For our country to succeed it needs to ensure that its citizens are healthy and have access to quality health care and for more than 20 years we have watched the country’s healthcare service become more accessible to all South Africans.
The positive strides that have been made in the country’s health sector are as a result of Madiba’s efforts.
He was the pioneer of some of the health care policies that are bearing fruits in our country. At the core of these policies is the right to access health care.
When Mandela took office at the top of his list of priorities was creating universal access to primary health care. It was during his term that free health-care for pregnant mothers and young children was introduced. Section 28 includes a clear reference to the provision of basic health services for children funded by the State.
This was the first time any form of free health care had been provided to South Africans. In 2006 free primary healthcare services were provided to all users of public facilities.
I believe because of his passion for healthcare and the decisions he took soon after the advent of democracy South Africa’s infant mortality rate dropped by 32 percent between 2002 and 2017.
The rate of antenatal first visits increased by 96 percent between 2006 and 2016, from 31.3 percent to 61.2 percent.
The country’s maternal mortality deaths have also decreased mainly because pregnant women have access to free health service.

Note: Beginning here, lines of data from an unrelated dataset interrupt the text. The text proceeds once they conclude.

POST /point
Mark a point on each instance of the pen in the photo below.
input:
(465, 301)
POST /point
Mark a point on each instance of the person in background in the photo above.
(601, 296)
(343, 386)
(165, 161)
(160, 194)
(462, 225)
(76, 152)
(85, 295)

For its part, the current government continues to encourage pregnant women to attend antenatal visits at their nearest clinic.
The focus on health also decreased maternal mortality death in public health hospitals by 29 per cent between 2009 and 2016, where institutional maternal death ratios decreased from 189 per 100 000 births to 134 per 100 000.
Children also held a special place in Mandela’s heart and he clearly loved being with young South Africans and other children across the globe, as they loved being with him.
Another fact sometimes overlooked was Madiba was often at the forefront of the child vaccination programme to help save children from preventable diseases.
He once said: “Giving children a healthy start in life, no matter where they are born or the circumstances of their birth, is the moral obligation of every one of us.”
He believed that preventing child disease was not only an act to save a life but to also help strengthen communities and contribute to the development of strong and prosperous nations.
Through this position as the Chairman of the Board of The Vaccine Fund which is the financial arm of the Global Alliance, he championed vaccination not only in South Africa but across the world.
In 2009 South Africa walked in Madiba’s footsteps and introduced two new vaccines in the routine immunisation programme, namely the Pneumococcal conjugate vaccine and the rotavirus vaccine.
Pneumococcal diseases include very dangerous diseases like meningitis and severe pneumonia. These are the global leading causes of death of children up to five years old.
In South Africa, pneumococcal disease takes second place to HIV and AIDS in the death rate of those under five. Since the launch of these vaccines there has been a 70 percent decline in invasive pneumococcal disease in children in this age range.
Access to universal health care is also one of our goals in the National Development Plan. By the year 2030 we envisage that there will be a significant shift in the efficiency, effectiveness and quality of health care provision.
While providing quality health care is a priority for this government, we also need you to do your part in ensuring that you are a healthy South African.
This means following a nutritious diet and exercising as these two aspects can make a positive contribution to your life and reduce the burden of disease on our country.
Madiba himself believed that exercise is the key not only to physical health but to peace of mind.
Let us continue to build on the foundation laid by Madiba and at the same time take better care of ourselves.